“It isn’t very long,” Josephine remarked drily, “since we were rather glad that America didn’t mind her own business.”
“Bosh!” her husband scoffed. “If English people are to be bullied and their liberty interfered with in this manner, we might as well have lost the war and become a German Colony.”
“Don’t agree with you, sir,” Jimmy declared, with most unusual seriousness. “I don’t like the way you are talking, and I’m dead off the B. & I. myself. I’d cut my connection with it, if I were you. Been looking for trouble for a long time—and, great Scot, I believe they’re going to get it!”
“Damned rubbish!” Lord Dredlinton muttered angrily.
“Heavens! Jimmy’s in earnest!” Sarah exclaimed, rising. “I am sure it’s time we went. We are overdue at his mother’s, and one of my cylinders is missing. Come on, Jimmy.—Good-by, Josephine dear! You’ll forgive us if we hurry off? I did tell you we had to go directly after dinner, didn’t I?”
“You did, dear,” Josephine assented, walking towards the door with her friend. “Come in and see me again soon.”
There was the sound of voices in the hall. Lord Dredlinton started eagerly.
“That’s the fellow from Scotland Yard, I hope,” he said. “Promised to come round to-night. Perhaps they’ve news of Stanley.”
The door was thrown open, and the new butler ushered in a tall, thin man dressed in morning clothes of somewhat severe cut.
“Inspector Shields, my lord,” he announced.
Lord Dredlinton’s impatience was almost feverish. One would have imagined that Stanley Rees had been one of his dearest friends, instead of a young man whom he rather disliked.
“Come in. Inspector,” he invited. “Come in. Glad to see you. Any news?”
“None whatever, my lord,” was the laconic reply.
Dredlinton’s face fell. He looked at his visitor, speechless for a moment. The inspector gravely saluted Josephine and accepted the chair to which she waved him.
“Upon my word,” Dredlinton declared, “this is most unsatisfactory! Most disappointing!”
“I was afraid that you might find it so,” the inspector assented.

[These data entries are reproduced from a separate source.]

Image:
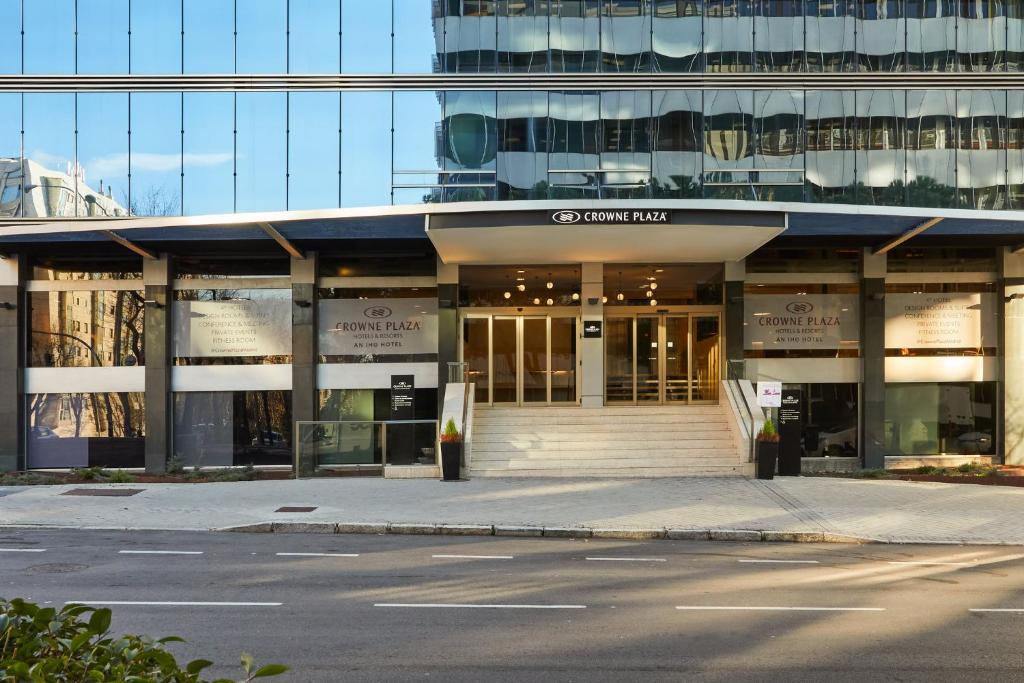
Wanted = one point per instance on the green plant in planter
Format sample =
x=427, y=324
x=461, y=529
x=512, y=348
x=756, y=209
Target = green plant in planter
x=451, y=433
x=768, y=432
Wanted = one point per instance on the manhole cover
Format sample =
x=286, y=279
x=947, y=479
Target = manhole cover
x=103, y=492
x=57, y=567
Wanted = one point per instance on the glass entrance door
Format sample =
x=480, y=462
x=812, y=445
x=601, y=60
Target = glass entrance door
x=663, y=358
x=521, y=359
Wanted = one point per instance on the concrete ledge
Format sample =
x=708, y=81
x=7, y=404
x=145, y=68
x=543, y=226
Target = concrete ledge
x=734, y=535
x=524, y=531
x=466, y=529
x=413, y=529
x=361, y=527
x=303, y=527
x=688, y=535
x=629, y=534
x=567, y=531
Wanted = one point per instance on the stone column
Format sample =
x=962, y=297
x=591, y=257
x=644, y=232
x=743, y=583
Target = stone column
x=591, y=351
x=735, y=274
x=158, y=281
x=872, y=355
x=448, y=325
x=13, y=272
x=305, y=348
x=1011, y=426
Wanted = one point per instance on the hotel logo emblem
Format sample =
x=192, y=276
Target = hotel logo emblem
x=566, y=217
x=800, y=307
x=377, y=311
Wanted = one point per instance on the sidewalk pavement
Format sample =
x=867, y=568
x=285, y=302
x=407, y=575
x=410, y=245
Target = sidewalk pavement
x=785, y=509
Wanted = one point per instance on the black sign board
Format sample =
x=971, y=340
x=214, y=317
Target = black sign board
x=610, y=217
x=791, y=428
x=402, y=397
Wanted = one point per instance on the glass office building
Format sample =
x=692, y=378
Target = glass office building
x=820, y=193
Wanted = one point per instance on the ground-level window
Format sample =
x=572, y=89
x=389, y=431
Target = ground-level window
x=86, y=430
x=932, y=419
x=227, y=428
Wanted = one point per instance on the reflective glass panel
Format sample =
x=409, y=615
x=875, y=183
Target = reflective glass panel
x=156, y=37
x=313, y=150
x=209, y=39
x=678, y=140
x=102, y=153
x=86, y=430
x=51, y=181
x=156, y=154
x=366, y=148
x=981, y=159
x=261, y=161
x=366, y=37
x=10, y=37
x=314, y=40
x=102, y=37
x=209, y=158
x=49, y=37
x=261, y=42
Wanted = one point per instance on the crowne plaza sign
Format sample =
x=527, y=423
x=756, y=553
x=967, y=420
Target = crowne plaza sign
x=610, y=217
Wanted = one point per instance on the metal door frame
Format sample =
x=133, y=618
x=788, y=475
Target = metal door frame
x=691, y=312
x=519, y=316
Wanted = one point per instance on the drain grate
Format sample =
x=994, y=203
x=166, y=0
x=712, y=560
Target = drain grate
x=114, y=493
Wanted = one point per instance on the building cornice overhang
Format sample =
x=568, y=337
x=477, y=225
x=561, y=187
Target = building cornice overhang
x=600, y=81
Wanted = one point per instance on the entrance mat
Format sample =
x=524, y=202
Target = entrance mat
x=111, y=493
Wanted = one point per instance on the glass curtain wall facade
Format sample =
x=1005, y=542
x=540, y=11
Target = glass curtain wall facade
x=187, y=153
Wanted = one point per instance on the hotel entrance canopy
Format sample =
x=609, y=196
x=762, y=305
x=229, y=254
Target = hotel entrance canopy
x=542, y=231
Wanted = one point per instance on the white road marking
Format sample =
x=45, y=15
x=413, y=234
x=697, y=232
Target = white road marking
x=174, y=603
x=160, y=552
x=768, y=608
x=939, y=564
x=626, y=559
x=474, y=606
x=474, y=557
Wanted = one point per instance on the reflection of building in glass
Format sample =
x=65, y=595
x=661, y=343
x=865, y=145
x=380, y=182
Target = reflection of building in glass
x=32, y=190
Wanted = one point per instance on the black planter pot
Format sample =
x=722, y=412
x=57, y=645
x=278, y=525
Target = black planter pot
x=767, y=457
x=451, y=461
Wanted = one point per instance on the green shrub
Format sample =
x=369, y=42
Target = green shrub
x=44, y=645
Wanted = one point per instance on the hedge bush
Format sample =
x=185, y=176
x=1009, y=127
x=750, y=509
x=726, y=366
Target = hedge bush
x=75, y=645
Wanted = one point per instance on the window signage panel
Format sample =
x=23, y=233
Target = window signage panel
x=610, y=217
x=360, y=327
x=244, y=328
x=940, y=321
x=792, y=322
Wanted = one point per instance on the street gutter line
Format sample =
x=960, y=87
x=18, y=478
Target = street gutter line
x=160, y=552
x=626, y=559
x=475, y=606
x=799, y=609
x=174, y=603
x=316, y=554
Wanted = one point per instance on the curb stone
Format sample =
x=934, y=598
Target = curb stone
x=535, y=531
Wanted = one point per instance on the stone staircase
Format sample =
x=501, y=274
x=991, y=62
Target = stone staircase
x=611, y=441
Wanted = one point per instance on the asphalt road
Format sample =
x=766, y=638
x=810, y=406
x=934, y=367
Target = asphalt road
x=395, y=608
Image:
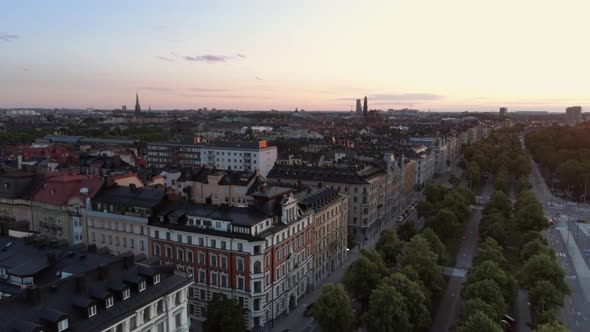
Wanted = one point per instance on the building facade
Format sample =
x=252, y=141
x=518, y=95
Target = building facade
x=244, y=156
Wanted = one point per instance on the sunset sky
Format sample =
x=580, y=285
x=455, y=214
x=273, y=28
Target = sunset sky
x=318, y=55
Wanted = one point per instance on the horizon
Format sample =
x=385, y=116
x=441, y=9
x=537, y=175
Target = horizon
x=454, y=56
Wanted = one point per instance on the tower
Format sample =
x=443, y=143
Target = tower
x=359, y=110
x=137, y=107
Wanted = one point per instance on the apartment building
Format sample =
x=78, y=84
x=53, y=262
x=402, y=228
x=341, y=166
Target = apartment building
x=58, y=208
x=330, y=221
x=119, y=296
x=261, y=256
x=364, y=185
x=238, y=156
x=118, y=218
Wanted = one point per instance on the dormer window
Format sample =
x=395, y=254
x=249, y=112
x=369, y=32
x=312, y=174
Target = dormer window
x=92, y=310
x=126, y=293
x=63, y=325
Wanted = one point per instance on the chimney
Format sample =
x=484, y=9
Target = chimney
x=51, y=258
x=80, y=283
x=33, y=295
x=103, y=272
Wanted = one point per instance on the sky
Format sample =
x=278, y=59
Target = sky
x=451, y=55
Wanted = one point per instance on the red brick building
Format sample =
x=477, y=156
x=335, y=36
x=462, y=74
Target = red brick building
x=261, y=256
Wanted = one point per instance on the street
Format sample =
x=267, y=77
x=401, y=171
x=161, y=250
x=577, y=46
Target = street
x=449, y=306
x=575, y=313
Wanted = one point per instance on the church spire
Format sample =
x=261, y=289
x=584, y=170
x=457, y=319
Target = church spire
x=137, y=107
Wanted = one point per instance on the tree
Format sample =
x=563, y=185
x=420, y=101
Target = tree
x=387, y=311
x=224, y=314
x=407, y=230
x=479, y=322
x=542, y=267
x=418, y=255
x=537, y=246
x=445, y=224
x=417, y=303
x=364, y=274
x=490, y=291
x=545, y=297
x=425, y=209
x=333, y=310
x=389, y=246
x=490, y=270
x=436, y=245
x=472, y=306
x=490, y=250
x=554, y=326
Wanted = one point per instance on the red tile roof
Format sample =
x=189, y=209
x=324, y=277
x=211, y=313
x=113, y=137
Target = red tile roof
x=58, y=190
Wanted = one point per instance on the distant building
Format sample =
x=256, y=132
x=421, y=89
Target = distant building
x=137, y=107
x=573, y=115
x=239, y=156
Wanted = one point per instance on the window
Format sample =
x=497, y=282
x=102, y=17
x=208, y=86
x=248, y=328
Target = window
x=92, y=310
x=62, y=325
x=213, y=260
x=240, y=264
x=146, y=314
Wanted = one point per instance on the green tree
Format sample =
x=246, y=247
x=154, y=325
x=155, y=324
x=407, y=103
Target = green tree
x=478, y=321
x=425, y=209
x=333, y=310
x=488, y=290
x=436, y=245
x=364, y=274
x=445, y=224
x=417, y=303
x=472, y=306
x=389, y=246
x=387, y=311
x=490, y=270
x=554, y=326
x=545, y=296
x=407, y=230
x=542, y=267
x=224, y=314
x=538, y=246
x=418, y=255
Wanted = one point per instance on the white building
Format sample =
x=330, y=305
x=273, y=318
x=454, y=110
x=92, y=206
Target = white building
x=240, y=156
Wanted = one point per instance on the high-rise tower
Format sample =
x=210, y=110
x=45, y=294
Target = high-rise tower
x=137, y=107
x=359, y=109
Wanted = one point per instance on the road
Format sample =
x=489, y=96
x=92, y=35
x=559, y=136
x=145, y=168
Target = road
x=575, y=313
x=449, y=306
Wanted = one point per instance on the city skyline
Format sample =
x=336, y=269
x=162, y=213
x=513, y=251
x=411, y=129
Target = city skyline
x=451, y=56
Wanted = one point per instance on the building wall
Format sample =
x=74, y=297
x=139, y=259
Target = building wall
x=119, y=233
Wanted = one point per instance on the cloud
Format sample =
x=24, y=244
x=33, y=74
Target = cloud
x=8, y=37
x=212, y=58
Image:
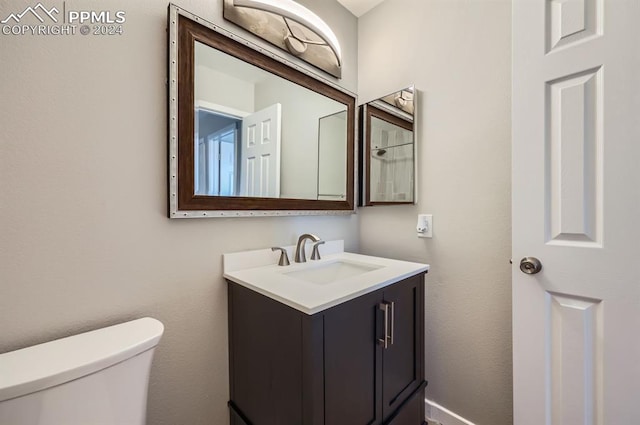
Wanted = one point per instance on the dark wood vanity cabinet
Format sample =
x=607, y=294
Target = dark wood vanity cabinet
x=332, y=367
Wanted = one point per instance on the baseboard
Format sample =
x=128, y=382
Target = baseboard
x=437, y=413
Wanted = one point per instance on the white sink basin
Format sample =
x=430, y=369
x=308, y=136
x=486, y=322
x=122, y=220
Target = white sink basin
x=325, y=273
x=315, y=286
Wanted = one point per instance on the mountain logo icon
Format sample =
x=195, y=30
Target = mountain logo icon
x=39, y=11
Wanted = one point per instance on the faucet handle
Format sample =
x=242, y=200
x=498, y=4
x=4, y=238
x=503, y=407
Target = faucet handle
x=315, y=254
x=284, y=258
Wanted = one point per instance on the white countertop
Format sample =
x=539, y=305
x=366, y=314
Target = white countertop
x=258, y=270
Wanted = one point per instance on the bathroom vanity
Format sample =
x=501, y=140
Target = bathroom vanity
x=329, y=342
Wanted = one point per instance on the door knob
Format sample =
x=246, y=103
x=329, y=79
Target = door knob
x=530, y=265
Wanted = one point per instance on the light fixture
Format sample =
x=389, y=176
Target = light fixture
x=291, y=27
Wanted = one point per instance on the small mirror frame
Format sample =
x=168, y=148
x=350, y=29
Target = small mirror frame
x=367, y=111
x=186, y=28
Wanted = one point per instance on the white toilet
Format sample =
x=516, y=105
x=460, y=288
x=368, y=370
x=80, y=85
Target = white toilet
x=95, y=378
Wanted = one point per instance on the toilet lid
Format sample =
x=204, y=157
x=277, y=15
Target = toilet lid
x=53, y=363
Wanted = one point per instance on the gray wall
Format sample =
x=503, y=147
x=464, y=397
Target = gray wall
x=84, y=238
x=457, y=52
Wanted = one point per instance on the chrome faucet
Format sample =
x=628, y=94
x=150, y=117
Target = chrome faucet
x=300, y=256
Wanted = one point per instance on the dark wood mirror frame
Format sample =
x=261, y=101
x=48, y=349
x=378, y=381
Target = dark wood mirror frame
x=188, y=204
x=368, y=111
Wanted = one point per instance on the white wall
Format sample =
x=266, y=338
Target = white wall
x=84, y=238
x=457, y=52
x=299, y=150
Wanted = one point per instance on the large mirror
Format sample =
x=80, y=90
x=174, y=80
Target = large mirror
x=250, y=133
x=388, y=154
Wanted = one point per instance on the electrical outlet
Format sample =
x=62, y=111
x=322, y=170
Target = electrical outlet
x=424, y=227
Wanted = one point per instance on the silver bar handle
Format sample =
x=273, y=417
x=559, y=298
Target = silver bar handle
x=384, y=342
x=392, y=314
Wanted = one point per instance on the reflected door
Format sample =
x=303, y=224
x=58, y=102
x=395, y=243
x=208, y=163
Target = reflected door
x=260, y=154
x=576, y=79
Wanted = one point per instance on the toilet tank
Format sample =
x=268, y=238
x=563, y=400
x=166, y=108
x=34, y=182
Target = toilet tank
x=95, y=378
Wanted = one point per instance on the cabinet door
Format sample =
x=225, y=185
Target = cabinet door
x=402, y=370
x=353, y=388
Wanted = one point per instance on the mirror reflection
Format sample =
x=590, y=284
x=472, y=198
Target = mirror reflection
x=251, y=133
x=259, y=135
x=389, y=154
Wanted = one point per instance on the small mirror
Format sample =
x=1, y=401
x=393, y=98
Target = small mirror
x=251, y=133
x=388, y=154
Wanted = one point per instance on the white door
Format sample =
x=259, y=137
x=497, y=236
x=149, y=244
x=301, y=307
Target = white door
x=260, y=153
x=576, y=207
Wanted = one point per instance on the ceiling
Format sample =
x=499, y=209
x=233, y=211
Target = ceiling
x=360, y=7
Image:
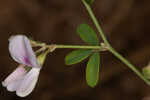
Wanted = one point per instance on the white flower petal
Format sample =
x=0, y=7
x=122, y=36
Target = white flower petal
x=21, y=51
x=15, y=75
x=28, y=83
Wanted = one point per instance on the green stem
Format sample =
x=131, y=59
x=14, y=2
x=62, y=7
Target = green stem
x=113, y=51
x=126, y=62
x=77, y=47
x=95, y=21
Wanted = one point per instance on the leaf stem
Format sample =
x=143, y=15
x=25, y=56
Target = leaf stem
x=110, y=49
x=77, y=47
x=95, y=21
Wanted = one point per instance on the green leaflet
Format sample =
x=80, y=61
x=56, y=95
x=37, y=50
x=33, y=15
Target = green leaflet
x=77, y=56
x=92, y=70
x=87, y=34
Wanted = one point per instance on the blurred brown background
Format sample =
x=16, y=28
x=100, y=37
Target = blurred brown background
x=126, y=24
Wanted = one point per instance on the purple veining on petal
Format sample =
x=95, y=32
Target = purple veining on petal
x=27, y=61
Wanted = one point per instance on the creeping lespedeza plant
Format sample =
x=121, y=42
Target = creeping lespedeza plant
x=24, y=78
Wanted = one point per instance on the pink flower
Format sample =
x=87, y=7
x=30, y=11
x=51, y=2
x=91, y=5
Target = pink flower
x=24, y=78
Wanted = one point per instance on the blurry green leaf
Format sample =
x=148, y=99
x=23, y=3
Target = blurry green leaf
x=92, y=70
x=87, y=34
x=89, y=1
x=77, y=56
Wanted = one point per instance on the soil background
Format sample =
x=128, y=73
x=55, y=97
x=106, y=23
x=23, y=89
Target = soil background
x=125, y=23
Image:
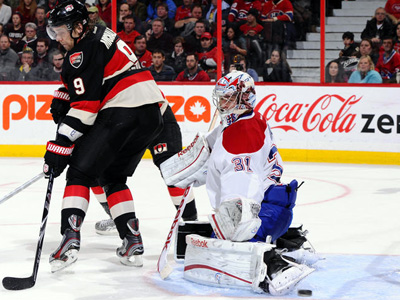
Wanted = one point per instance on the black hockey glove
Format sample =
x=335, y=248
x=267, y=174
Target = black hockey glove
x=57, y=156
x=60, y=105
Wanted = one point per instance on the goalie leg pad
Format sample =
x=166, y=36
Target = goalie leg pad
x=283, y=274
x=224, y=263
x=236, y=220
x=186, y=228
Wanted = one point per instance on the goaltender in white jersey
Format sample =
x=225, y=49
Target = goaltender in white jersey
x=241, y=166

Josephine turned in her chair and contemplated the latter with some interest. He was quietly dressed in well-cut but unobtrusive clothes. His long, narrow face had features of sensibility. His hair was grizzled a little at the temples. His composure seemed part of the man, passive and imperturbable.
“Isn’t a disappearance of this sort rather unusual?” she enquired.
“Most unusual, your ladyship,” the man admitted. “I scarcely remember a similar case.”
“‘Unusual’ seems to me a mild word!” Dredlinton exclaimed angrily. “Here is a well-known young man, with friends in every circle of life and engagements at every hour, a partner in an important commercial undertaking, who is absolutely removed from his rooms in one of the best-known hotels in London, and at the end of three days the police are powerless to find out what has become of him!”